Зоркая Н. М.
Едва ли не общим местом многих исторических обзоров является утверждение, что русский художественный фильм формировался в прямой связи и под непосредственным влиянием русской классической литературы XIX века.
Действительно, экранизация преимущественно известного и популярного литературного сюжета, сначала собственного русского производства, заняла весьма важное место в репертуаре.
Вместе с первой волной послеоктябрьской эмиграции, когда были вывезены копии и прошли европейские премьеры "Отца Сергия" Якова Протазанова и "Поликушки" Александра Санина по Л. Н. Толстому, а далее "Коллежского регистратора" Юрия Желябужского — экранизации "Станционного смотрителя" Пушкина, имевшей уже в советское время (1925) экспорт еще больший, чем прославленный "Броненосец Потемкин". Русское кино стало известно за границей. Славу русской экранной классики подтвердили в 1920-х годах фильмы германской фирмы "Прометеус", где работали русские постановщики, а также образы, созданные артистами Григорием Хмарой в "Преступлении и наказании", германской киноверсии романа Ф. М. Достоевского, и в особенности европейской кинозвездой, ранее русским "королем экрана" Иваном Мозжухиным. До мощной волны советского киноавангарда 1920-х наше отечественное кино виделось в Европе и Америке скорее "экранизатором", продолжателем и преемником великой русской литературы.

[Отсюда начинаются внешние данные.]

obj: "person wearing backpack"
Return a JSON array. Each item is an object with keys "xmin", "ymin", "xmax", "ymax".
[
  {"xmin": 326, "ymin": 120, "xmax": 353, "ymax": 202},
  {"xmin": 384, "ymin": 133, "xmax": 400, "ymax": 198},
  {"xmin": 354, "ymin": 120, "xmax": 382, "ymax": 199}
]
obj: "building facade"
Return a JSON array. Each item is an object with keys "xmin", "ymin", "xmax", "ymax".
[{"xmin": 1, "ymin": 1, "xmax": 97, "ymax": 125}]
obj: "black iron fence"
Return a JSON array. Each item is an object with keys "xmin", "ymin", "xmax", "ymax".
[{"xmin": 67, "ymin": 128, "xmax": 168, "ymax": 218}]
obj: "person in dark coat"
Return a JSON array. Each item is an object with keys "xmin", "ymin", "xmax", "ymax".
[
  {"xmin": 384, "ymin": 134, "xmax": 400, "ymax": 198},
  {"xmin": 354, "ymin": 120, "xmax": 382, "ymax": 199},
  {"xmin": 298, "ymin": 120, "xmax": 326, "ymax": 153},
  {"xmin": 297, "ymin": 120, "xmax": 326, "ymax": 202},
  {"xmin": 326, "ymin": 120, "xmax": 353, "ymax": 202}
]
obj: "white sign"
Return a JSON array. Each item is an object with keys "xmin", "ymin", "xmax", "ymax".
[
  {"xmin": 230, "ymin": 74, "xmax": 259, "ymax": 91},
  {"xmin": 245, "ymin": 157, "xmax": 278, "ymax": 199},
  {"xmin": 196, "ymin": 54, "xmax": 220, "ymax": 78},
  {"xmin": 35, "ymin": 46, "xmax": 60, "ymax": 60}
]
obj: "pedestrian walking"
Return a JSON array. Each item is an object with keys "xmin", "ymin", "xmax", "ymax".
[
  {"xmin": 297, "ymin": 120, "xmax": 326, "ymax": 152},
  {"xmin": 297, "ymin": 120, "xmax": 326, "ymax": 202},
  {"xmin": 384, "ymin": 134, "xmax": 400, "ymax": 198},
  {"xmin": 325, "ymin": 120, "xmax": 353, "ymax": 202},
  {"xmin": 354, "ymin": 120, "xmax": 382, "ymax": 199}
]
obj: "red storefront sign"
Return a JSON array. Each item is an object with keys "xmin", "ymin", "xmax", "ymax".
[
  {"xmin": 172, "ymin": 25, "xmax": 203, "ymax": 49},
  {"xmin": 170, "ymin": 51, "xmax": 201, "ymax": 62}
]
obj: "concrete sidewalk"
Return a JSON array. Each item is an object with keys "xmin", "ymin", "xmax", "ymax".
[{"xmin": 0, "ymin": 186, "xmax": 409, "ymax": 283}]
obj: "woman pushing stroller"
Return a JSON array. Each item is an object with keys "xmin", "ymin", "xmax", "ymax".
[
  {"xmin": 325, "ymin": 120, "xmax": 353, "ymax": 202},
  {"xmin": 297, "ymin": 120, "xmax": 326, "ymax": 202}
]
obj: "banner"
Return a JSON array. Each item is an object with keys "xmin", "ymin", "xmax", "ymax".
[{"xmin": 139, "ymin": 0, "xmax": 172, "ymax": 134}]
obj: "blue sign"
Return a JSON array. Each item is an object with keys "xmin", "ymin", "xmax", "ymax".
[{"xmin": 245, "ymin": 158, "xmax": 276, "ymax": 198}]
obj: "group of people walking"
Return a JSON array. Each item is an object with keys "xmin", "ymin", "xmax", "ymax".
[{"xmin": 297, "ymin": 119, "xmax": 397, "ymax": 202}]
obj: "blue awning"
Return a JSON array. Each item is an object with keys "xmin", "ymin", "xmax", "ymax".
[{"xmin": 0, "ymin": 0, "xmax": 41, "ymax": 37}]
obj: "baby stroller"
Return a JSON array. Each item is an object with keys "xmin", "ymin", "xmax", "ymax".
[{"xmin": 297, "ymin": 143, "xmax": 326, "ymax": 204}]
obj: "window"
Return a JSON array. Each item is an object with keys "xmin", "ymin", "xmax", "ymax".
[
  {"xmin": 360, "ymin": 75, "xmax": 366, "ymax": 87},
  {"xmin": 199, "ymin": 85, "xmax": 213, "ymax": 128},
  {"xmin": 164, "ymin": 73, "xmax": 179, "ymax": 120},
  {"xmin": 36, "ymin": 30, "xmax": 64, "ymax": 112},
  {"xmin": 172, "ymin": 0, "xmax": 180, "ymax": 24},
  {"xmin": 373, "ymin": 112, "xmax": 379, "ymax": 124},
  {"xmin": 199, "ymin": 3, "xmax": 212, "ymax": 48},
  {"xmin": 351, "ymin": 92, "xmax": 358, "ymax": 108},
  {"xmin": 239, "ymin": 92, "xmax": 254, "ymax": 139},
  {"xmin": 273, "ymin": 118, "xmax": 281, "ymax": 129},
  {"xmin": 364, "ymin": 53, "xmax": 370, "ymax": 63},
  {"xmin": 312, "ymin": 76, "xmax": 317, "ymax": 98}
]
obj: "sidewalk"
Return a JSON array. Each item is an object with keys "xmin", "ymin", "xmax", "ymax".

Ни классика как таковая, ни заимствованный классический сюжет не были залогом и художественного и коммерческого успеха. Однако именно на материале литературной классики были завоеваны первые принципиальные успехи чисто экранной выразительности. Обращаясь к литературе, кино обретало себя, заимствуя, шло к самостоятельности. Но, разумеется, кинематографический процесс этим не исчерпывался.

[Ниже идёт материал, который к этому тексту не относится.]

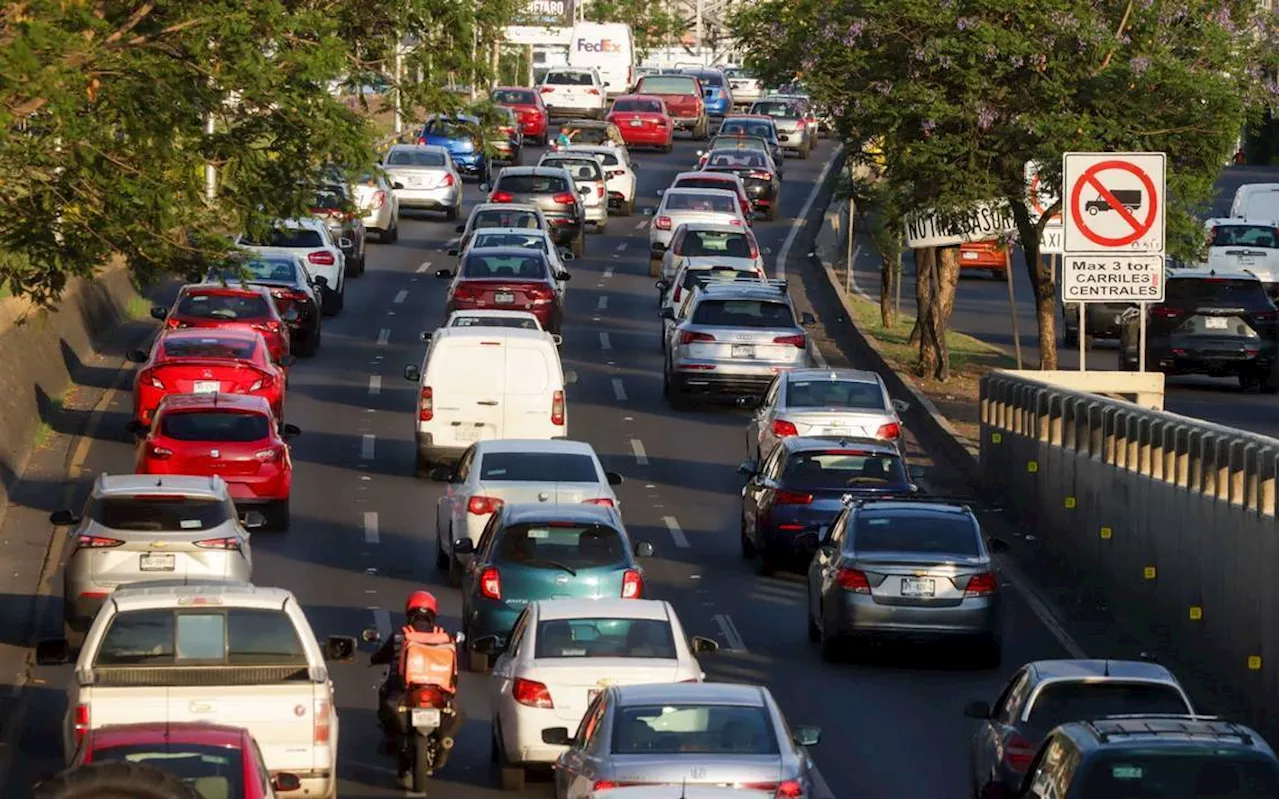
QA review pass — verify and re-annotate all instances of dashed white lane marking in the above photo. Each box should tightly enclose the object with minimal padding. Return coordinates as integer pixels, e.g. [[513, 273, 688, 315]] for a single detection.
[[373, 608, 392, 639], [611, 378, 627, 401], [393, 289, 408, 304], [361, 433, 376, 460], [596, 295, 608, 310], [996, 553, 1088, 658], [363, 511, 380, 544], [599, 332, 612, 350], [775, 143, 844, 279], [615, 242, 627, 252], [662, 515, 690, 548], [368, 375, 382, 395], [634, 219, 647, 230], [629, 438, 648, 466], [713, 613, 747, 652], [416, 261, 431, 273], [603, 265, 614, 279], [810, 343, 829, 368], [377, 328, 390, 345]]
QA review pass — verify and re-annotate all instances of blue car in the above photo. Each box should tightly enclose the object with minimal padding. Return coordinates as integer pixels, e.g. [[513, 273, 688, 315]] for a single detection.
[[682, 68, 733, 118], [418, 115, 491, 183], [739, 436, 920, 574]]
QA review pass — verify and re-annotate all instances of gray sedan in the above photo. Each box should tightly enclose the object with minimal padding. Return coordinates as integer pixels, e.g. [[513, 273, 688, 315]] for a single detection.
[[381, 144, 463, 220], [544, 682, 821, 799]]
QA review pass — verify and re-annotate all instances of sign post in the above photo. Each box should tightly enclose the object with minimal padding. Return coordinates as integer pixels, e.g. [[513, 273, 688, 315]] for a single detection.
[[1061, 152, 1167, 373]]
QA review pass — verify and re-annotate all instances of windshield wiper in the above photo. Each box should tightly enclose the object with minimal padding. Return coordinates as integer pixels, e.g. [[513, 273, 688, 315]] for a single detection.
[[522, 558, 577, 576]]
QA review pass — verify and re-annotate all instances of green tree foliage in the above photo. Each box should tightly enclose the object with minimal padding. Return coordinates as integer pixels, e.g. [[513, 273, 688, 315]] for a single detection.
[[733, 0, 1277, 371], [585, 0, 687, 58], [0, 0, 517, 307]]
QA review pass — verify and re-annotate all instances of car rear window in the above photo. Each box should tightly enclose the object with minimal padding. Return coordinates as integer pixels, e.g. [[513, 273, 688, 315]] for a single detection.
[[494, 89, 537, 105], [478, 452, 598, 482], [424, 120, 473, 139], [94, 608, 308, 667], [752, 101, 799, 118], [535, 618, 676, 659], [1210, 224, 1278, 248], [719, 121, 774, 139], [664, 193, 738, 214], [1080, 753, 1276, 797], [724, 68, 756, 79], [1027, 681, 1192, 728], [461, 253, 549, 279], [472, 208, 541, 229], [787, 379, 887, 410], [175, 292, 272, 320], [687, 71, 724, 87], [91, 743, 247, 799], [449, 314, 540, 330], [211, 259, 297, 284], [1165, 277, 1272, 308], [707, 150, 768, 169], [472, 233, 549, 252], [496, 523, 626, 569], [612, 98, 663, 113], [852, 512, 979, 556], [638, 76, 698, 95], [682, 267, 758, 290], [543, 158, 603, 181], [311, 187, 345, 210], [387, 149, 447, 167], [239, 228, 324, 249], [691, 299, 793, 328], [90, 496, 231, 532], [546, 71, 595, 85], [681, 230, 753, 258], [160, 337, 257, 361], [782, 451, 906, 489], [495, 174, 570, 194], [159, 411, 272, 442], [564, 125, 612, 144], [612, 704, 779, 755]]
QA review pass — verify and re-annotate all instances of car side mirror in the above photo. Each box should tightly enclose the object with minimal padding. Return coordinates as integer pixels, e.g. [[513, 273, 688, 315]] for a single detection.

Общая картина репертуара фильмов-экранизаций с самого начала была пестрой.
Можно выделить основные типы фильма, снятого по классическому (общепризнанному) произведению литературы: экранизация-лубок, экранизация-иллюстрация, экранизация-интерпретация, экранизация-фантазия ("по мотивам…", распространившаяся несколько позднее, в 1920-е годы). Эти четыре модели действуют одновременно, хотя появляются на свет в данной последовательности. Они не замещают одна другую, а существуют синхронно, сохраняясь вплоть до наших дней (и, возможно, сохранятся вечно, пока будет жив кинематограф), хотя понятно, что на ранней стадии преобладает первый тип, лубочный, а в зрелом "Великом немом" более обширное поле оказывается у кинофантазий на литературные темы, когда возникает и осознается как существующее второе — кинематографическое — авторство. Сочетание принципиально разных художественных типов ясно видно в раннем русском кино.
"Нынешний кинематограф — лубок по содержанию. Это же "Битва русских с кабардинцами"", — заявил в 1910 году молодой писатель А. Серафимович.
"Битва русских с кабардинцами" — одиозное для русской интеллигенции название одной из знаменитых лубочных книжек, выдержавшей десятки изданий на протяжении полувека с лишним (с 1854 г.). Это сюжет о любви русского воина и мусульманской княжны, архетипически уходящий в рыцарскую повесть, но модернизированный и положенный на события русско-кавказской кампании XIX века. Имея собственную родословную, сюжет "Битвы русских с кабардинцами" о любви прекрасной Земиры и русского пленного есаула Победоносцева был лубочным двойником или простонародным спутником "Кавказского пленника" Пушкина—Лермонтова. Более того, в разного рода инсценировках "Кавказского пленника" в балаганном театре и в "живых картинах" одноименные романтические поэмы двух гениев обретали черты и свойства лубочной "Битвы русских с кабардинцами": лубок поглощал литературный источник, что характерно для всех видов и форм лубочной (ранней массовой) культуры — графической картинки, эстрады, цирка, — а также и для всех "кавказских пленников" раннего киноэкрана и не только для пушкинского и лермонтовского сюжетов, но для Л. Толстого, А. Куприна, И. Шмелева и любых других экранизировавшихся произведений.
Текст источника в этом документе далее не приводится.